| Past the post
Mumbai, Jan. 18: The postal department is determined to give its growing tribe of investors the paperless option — dematerialised certificates — despite the snail-like pace at which the initiative has moved since it was kicked off in some centres three months back.
Within a month, Mumbai alone could have 25 more post-offices offering National Savings Certificates, Kisan Vikas Patras and other schemes in demat form. There are only 10 that are doing so at this point of time.
It comes at a time when growth in postal small savings in Mumbai circle has shown a 40 per cent increase in 2002-03 and indications are that the growth in the current fiscal will exceed that of last year.

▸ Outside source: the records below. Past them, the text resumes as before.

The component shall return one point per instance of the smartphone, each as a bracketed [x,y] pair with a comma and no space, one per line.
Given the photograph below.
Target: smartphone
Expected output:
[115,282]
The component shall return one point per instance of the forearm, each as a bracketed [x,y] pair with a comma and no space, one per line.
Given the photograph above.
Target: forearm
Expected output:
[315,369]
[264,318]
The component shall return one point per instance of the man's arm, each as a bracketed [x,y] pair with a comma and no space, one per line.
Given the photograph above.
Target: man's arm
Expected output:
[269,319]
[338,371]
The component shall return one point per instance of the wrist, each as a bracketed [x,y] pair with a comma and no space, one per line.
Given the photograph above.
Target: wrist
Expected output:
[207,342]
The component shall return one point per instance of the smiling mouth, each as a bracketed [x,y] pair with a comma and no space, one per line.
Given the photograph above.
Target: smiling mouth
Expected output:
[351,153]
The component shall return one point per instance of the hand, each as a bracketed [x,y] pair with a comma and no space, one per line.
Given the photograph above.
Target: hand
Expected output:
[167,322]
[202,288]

The pilot project to give paperless certificates was initiated in October but has received a poor response so far, mainly because investors are loath to accept certificates in the electronic format, said postal department officers.
“We have registered only 425 transactions amounting to Rs 2 crore in the past three months,” Mumbai region postmaster general A. P. Srivastava said. This is very small compared with the gargantuan corpus the post offices collect nowadays. Postal savings have gained considerable ground at the expense of other saving options after interest rates of fixed deposits have plummeted. Scams in co-operative banks and stock markets have pushed small investors to the fold of post offices.

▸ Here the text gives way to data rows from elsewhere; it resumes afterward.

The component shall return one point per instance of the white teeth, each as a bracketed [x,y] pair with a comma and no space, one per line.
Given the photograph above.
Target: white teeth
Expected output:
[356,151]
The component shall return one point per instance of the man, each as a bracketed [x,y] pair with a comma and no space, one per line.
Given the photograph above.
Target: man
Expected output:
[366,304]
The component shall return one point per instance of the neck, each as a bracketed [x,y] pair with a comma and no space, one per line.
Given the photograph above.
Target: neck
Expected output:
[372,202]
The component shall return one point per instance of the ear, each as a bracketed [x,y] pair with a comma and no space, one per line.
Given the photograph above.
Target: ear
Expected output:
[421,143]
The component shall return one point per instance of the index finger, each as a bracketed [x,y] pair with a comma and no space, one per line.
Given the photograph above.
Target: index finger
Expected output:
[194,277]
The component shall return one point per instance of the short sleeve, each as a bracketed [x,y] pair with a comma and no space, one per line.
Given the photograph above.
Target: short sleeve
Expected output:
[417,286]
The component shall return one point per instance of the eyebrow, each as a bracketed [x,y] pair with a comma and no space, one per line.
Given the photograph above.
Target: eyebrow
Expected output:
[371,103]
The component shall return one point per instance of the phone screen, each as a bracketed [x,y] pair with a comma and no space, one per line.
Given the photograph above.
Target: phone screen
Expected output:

The project has been launched in association with National Securities Depository. “We will give this scheme some time to succeed. In Mumbai, the scheme was introduced in the northeast constituency, after Kirit Somaiya, MP and founder president of Investors’ Grievance Forum, decided to popularise the concept,” he added.
Demat of postal savings like National Savings Certificate, Kisan Vikas Patra and monthly incomes schemes would be a great boon for the postal department as they are struggling to cope with the recent surge in the demand for postal savings.

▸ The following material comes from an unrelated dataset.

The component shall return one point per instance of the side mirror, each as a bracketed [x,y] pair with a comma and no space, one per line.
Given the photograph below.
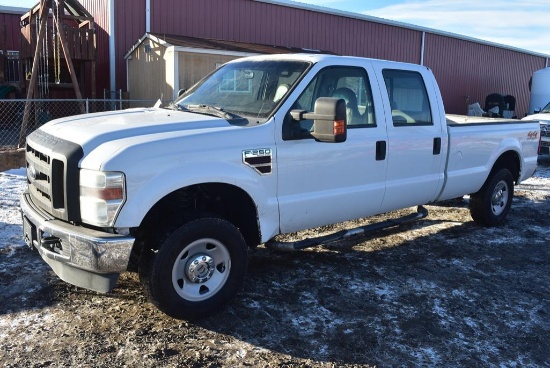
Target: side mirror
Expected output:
[329,119]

The department is also battling a huge resource crunch. “Only 20 post offices in the metropolis are computerised,” rues Srivastava. The commissioner of small savings has recently allotted 70 computers for the exclusive use of the department. It gets Rs 102 annually per savings account from the ministry of finance. The small savings business is in addition to its core business of posts.
The Maharashtra and Goa circle alone manages 1.8 crore accounts giving the department an assured income of around Rs 180 crore, hardly enough to manage the corpus.
“The concept of depositories holding the certificates for the clients may take some time to sink in,” Srivastava said.
Analysts also said Kisan Vikas Patras and Indira Vikas Patras have seen a lot of money from the parallel economy finding its way into these investment modes. These investors would not like money in the electronic format as it will attract the taxman’s attention.